サッカー:「刺激した側にも責任」 済州ベンチを挑発した浦和・槙野に批判の声

 「サッカーでなくてプロレスか空手でもやりにきたのかな」(浦和レッズ・槙野智章選手)

 「負けた者のマナーも必要だが、勝った者のマナーも求められる」(済州ユナイテッド・趙城煥〈チョ・ソンファン〉監督)

 韓国プロサッカー・Kリーグの済州ユナイテッドと日本の浦和レッズが対戦した先月31日のアジア・サッカー連盟(AFC)チャンピオンズリーグ(ACL)決勝トーナメント1回戦第2戦をめぐり、日本のメディアは今、非難の声を浴びせている。「前代未聞の乱闘劇」「恐怖の鬼ごっこ」だというのだ。

 試合が行われた埼玉スタジアムに延長戦終了のホイッスルが鳴ると、決勝トーナメント脱落が確定した済州の選手たちがピッチに倒れ込んだ。

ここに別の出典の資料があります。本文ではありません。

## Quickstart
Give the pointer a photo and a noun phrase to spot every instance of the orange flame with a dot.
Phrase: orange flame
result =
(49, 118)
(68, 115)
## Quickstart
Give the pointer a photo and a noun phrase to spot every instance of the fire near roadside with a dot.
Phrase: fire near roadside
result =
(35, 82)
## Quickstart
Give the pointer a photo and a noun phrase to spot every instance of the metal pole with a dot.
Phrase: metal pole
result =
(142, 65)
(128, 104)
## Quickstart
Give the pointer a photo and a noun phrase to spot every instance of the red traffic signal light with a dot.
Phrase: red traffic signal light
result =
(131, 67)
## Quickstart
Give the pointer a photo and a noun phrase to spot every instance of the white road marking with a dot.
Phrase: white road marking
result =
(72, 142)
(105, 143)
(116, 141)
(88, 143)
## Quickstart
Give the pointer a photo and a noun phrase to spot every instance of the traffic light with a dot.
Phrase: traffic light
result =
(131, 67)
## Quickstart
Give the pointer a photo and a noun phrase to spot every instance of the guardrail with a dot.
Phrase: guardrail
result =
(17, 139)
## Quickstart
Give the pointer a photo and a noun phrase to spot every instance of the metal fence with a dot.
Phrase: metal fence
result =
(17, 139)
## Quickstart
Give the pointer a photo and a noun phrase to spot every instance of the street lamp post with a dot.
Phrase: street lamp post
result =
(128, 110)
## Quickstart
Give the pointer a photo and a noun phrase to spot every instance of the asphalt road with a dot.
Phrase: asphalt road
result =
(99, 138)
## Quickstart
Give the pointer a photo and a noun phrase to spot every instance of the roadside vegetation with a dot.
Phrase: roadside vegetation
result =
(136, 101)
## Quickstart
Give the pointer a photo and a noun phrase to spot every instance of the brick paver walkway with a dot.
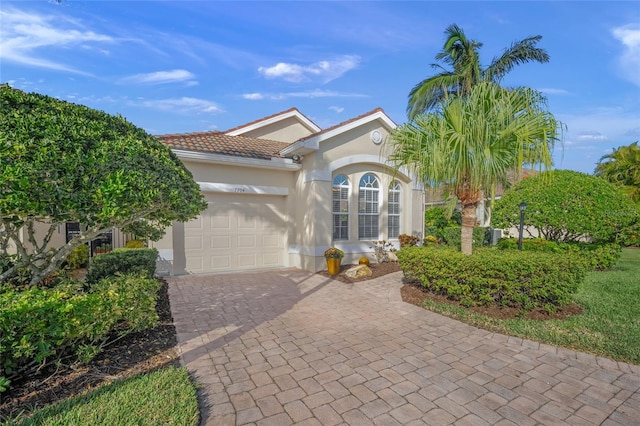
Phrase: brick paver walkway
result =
(289, 347)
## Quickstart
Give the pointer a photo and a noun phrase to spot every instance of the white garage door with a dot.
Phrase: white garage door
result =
(236, 232)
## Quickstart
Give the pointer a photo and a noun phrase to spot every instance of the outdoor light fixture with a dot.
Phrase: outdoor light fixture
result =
(523, 207)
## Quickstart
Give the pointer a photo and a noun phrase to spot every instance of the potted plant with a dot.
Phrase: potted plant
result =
(334, 257)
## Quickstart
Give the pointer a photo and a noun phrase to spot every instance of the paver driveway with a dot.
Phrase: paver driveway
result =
(289, 347)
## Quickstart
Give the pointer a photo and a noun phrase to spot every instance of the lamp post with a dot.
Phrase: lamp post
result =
(523, 207)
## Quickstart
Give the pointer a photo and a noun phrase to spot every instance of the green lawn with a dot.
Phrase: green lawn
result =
(609, 326)
(164, 397)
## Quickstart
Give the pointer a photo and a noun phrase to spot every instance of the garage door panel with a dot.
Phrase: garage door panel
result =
(220, 222)
(194, 263)
(271, 259)
(220, 262)
(220, 242)
(247, 260)
(236, 232)
(193, 242)
(194, 224)
(271, 241)
(247, 242)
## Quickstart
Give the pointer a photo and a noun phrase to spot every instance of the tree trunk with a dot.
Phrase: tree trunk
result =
(468, 223)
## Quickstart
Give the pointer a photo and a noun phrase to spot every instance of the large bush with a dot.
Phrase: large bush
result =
(451, 236)
(596, 256)
(41, 325)
(61, 162)
(123, 261)
(564, 205)
(524, 280)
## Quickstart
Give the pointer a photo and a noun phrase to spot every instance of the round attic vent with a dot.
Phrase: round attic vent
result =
(376, 137)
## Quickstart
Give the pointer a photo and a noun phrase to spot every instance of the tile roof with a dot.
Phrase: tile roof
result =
(265, 119)
(351, 120)
(220, 143)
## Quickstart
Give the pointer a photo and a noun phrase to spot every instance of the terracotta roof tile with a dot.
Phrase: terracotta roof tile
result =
(220, 143)
(264, 119)
(351, 120)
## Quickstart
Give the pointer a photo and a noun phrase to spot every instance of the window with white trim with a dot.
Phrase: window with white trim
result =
(368, 207)
(340, 208)
(393, 210)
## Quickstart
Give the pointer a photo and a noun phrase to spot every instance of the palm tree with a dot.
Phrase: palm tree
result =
(470, 143)
(461, 54)
(622, 167)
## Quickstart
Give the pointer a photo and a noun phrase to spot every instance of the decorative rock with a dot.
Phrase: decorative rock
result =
(359, 272)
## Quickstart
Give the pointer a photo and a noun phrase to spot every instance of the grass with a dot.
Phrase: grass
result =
(164, 397)
(609, 326)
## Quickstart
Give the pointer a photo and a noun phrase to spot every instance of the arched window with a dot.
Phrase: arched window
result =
(393, 210)
(340, 208)
(368, 210)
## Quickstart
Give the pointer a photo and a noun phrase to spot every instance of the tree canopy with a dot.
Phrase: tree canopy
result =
(471, 143)
(462, 55)
(622, 168)
(61, 162)
(565, 205)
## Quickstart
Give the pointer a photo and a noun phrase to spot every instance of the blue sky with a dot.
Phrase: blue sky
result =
(176, 67)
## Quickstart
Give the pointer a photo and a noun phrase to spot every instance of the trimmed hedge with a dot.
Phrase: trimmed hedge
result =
(597, 256)
(124, 261)
(41, 325)
(508, 278)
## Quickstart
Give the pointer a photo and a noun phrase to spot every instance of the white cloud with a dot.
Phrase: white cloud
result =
(162, 77)
(551, 91)
(309, 94)
(324, 70)
(253, 96)
(629, 61)
(591, 136)
(183, 105)
(26, 38)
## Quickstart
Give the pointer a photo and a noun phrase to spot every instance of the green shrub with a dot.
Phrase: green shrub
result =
(508, 278)
(452, 236)
(124, 261)
(433, 231)
(40, 325)
(79, 257)
(597, 256)
(530, 244)
(565, 205)
(134, 244)
(407, 240)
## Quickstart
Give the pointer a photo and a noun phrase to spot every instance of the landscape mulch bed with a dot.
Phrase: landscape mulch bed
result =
(156, 348)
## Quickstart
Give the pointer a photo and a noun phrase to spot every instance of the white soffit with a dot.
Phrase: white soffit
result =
(232, 188)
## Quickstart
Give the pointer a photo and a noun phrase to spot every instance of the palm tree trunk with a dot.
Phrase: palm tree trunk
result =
(468, 223)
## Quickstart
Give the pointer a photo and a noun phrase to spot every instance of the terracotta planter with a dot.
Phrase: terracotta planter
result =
(333, 266)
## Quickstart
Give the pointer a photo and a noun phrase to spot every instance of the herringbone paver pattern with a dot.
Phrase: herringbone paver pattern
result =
(289, 347)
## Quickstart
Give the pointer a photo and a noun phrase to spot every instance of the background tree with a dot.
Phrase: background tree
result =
(471, 143)
(622, 168)
(462, 56)
(565, 205)
(61, 162)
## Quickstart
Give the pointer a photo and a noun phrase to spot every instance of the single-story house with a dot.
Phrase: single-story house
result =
(281, 190)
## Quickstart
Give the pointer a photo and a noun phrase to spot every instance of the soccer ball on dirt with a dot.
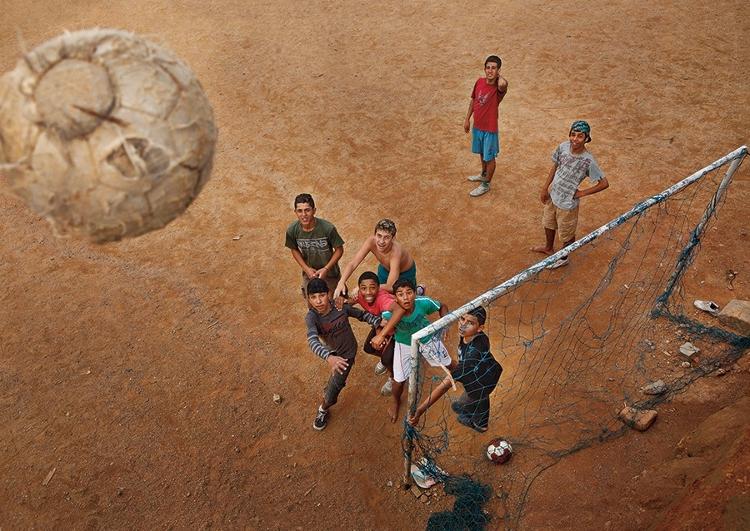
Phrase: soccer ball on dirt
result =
(499, 451)
(104, 134)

済州は先月24日の第1戦に2-0で勝ったが、31日の第2戦では0-3で敗れ、第1戦・第2戦のスコアが合計2-3と逆転負けを喫し、ベスト8進出に失敗した。

 ところが、数秒も経たないうちに済州の選手たちは立ち上がり、浦和の槙野智章に向かって走り出した。両チームの選手はもちろん、ベンチのコーチングスタッフまで加わって乱闘が始まり、約3分間続いた。槙野はとうとう全力疾走でロッカールームに逃げ、済州の選手たちは槙野をつかまえようと追い回す「真夜中の追跡劇」が繰り広げられた。

 済州の選手たちがこのように興奮したのには理由があった。試合終了後、槙野は済州ベンチに向かって指3本を立てて見せ、歓喜の声を上げていたことが分かった。「3-0でおれたちが勝った」という意味の挑発だった。済州の趙城煥監督は試合後のインタビューで、「浦和の選手の行動が我々を刺激した」と言った。ベンチに向けた勝利セレモニーによる挑発は、野球の「ビーンボール」(頭部を狙ったボール)同様、サッカーでタブー視される行動だ。試合中に見つかれば容赦なく警告が出される。

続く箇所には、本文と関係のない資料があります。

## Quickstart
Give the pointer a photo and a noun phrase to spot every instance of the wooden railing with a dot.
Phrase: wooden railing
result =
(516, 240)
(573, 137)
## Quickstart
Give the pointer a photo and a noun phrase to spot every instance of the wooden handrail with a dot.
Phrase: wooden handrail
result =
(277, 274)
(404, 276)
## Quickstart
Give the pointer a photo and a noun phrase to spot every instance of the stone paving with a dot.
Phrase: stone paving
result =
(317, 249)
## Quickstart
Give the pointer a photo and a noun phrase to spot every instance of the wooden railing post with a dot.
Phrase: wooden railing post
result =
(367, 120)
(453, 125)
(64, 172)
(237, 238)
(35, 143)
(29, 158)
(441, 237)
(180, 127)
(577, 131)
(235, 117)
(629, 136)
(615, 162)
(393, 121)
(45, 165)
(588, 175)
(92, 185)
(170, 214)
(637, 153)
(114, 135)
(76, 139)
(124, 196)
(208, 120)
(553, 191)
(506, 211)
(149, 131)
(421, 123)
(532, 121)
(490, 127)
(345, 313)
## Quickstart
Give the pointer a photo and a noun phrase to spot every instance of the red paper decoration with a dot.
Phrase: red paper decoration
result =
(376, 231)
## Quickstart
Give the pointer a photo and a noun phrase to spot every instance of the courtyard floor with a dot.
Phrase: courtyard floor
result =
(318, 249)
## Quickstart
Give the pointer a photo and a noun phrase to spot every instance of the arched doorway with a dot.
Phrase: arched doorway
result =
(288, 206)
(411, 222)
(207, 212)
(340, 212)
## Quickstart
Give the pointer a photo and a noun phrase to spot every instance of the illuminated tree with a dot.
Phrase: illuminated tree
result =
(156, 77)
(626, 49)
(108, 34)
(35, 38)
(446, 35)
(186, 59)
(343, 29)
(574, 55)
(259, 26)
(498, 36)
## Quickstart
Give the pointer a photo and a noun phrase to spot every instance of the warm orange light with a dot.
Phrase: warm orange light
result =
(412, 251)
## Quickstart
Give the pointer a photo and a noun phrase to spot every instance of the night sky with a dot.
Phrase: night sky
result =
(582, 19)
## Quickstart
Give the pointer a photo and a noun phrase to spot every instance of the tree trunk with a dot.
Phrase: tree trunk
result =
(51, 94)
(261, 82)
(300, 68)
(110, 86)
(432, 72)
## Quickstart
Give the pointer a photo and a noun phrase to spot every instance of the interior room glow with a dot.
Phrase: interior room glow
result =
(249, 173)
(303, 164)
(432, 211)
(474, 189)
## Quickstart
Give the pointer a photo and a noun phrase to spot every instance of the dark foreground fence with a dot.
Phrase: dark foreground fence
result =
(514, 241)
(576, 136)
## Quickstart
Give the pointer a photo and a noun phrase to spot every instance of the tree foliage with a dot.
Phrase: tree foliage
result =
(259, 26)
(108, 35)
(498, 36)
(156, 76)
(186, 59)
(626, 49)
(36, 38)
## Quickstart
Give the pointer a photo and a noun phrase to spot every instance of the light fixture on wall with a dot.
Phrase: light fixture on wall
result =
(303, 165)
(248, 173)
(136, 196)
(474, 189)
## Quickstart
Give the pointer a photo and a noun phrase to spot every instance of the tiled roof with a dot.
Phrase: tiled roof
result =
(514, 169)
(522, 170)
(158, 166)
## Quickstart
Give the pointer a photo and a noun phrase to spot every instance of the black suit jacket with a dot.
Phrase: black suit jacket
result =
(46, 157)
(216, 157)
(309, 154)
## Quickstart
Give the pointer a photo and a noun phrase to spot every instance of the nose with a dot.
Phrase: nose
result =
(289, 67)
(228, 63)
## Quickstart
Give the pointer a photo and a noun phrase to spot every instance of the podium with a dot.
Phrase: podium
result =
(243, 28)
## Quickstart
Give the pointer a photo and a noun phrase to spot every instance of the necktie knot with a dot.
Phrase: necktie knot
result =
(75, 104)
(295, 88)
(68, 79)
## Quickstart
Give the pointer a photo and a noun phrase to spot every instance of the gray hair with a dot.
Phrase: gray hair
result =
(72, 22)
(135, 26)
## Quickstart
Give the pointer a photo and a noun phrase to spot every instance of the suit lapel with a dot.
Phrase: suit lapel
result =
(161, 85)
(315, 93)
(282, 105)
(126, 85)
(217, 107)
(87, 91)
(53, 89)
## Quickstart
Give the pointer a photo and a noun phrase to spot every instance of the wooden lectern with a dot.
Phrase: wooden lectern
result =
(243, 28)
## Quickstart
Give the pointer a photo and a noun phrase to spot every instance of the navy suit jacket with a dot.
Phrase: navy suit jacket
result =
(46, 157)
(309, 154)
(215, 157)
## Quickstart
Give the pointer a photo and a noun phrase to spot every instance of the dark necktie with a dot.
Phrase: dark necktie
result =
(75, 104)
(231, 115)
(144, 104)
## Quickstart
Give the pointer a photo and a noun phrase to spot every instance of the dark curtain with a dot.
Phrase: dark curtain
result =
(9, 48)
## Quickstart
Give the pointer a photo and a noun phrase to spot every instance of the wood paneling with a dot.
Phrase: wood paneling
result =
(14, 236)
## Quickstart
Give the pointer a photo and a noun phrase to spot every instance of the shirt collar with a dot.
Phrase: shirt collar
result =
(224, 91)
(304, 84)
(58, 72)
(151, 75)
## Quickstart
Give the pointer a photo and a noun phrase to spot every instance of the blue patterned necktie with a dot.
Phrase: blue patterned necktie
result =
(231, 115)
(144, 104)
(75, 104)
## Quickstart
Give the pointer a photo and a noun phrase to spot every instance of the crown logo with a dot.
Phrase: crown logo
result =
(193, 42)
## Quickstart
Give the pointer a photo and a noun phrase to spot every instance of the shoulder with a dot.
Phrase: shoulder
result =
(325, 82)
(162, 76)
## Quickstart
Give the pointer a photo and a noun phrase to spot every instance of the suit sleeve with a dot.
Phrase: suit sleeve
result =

 両チームは試合中に何度も衝突し、感情的になっていた。延長戦終了直前にも両チームの選手たちは互いに押しのけたり体当たりしたりを繰り返し、ベンチにいた済州の白棟圭(ペク・ドンギュ)がピッチに飛び出して相手選手にひじ打ちし、退場になった。しかも、相手チームは「極右サポーター」で悪名高い浦和だった。浦和のサポーターは2013年に全北現代との試合で軍国主義の象徴「旭日旗」を掲げ、物議を醸した。

 趙城煥監督は「勝利への欲のためフェアプレー精神を守れずに申し訳なかった」と謝罪したが、その上で浦和に「勝者のマナー」も要求した。韓国のサポーターたちは「暴力を使ってはならない。だが、最初にマナーに欠ける行動で相手を刺激した側にも責任がある」という反応を見せている。